Q. GISの導入費用はどのくらいですか?

オープンソースのQGISは無料で利用可能です。商用ソフトウェア(ArcGISなど)は年間数十万円~数百万円のライセンス費用がかかります。クラウド型GISサービスも増えており、月額数万円から利用できるプランもあります。

Q. GISを使うには専門知識が必要ですか?

基本的な地図の表示や検索であれば、一般的なITスキルで操作可能です。空間解析や高度なデータ処理を行う場合は、GIS専門の知識やスキルが必要です。近年はノーコード・ローコードのGISツールも登場しています。

Q. GISデータはどこから入手できますか?

国土交通省の「国土数値情報」、総務省の「e-Stat」、国土地理院の「基盤地図情報」など、政府機関から多くのGISデータが無償で提供されています。

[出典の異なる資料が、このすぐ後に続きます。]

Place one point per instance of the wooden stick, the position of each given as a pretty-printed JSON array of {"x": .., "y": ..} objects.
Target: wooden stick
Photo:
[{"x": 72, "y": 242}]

民間のデータベンダーからは、より詳細なデータを購入することも可能です。

Q. BIMとGISの違いは何ですか?

BIMは個別の建物の3Dモデルと属性情報を管理するシステムで、設計・施工・維持管理に使われます。GISは都市・地域スケールの空間情報を管理するシステムです。両者を連携させることで、建物レベルの詳細情報と都市スケールの俯瞰情報を統合的に活用できます。

Q. 中小企業でもGISは導入できますか?

無料のQGISやGoogle Earthなど、コストをかけずに始められるツールがあります。まずは自社の業務で活用できる場面を特定し、小規模な導入から始めることをお勧めします。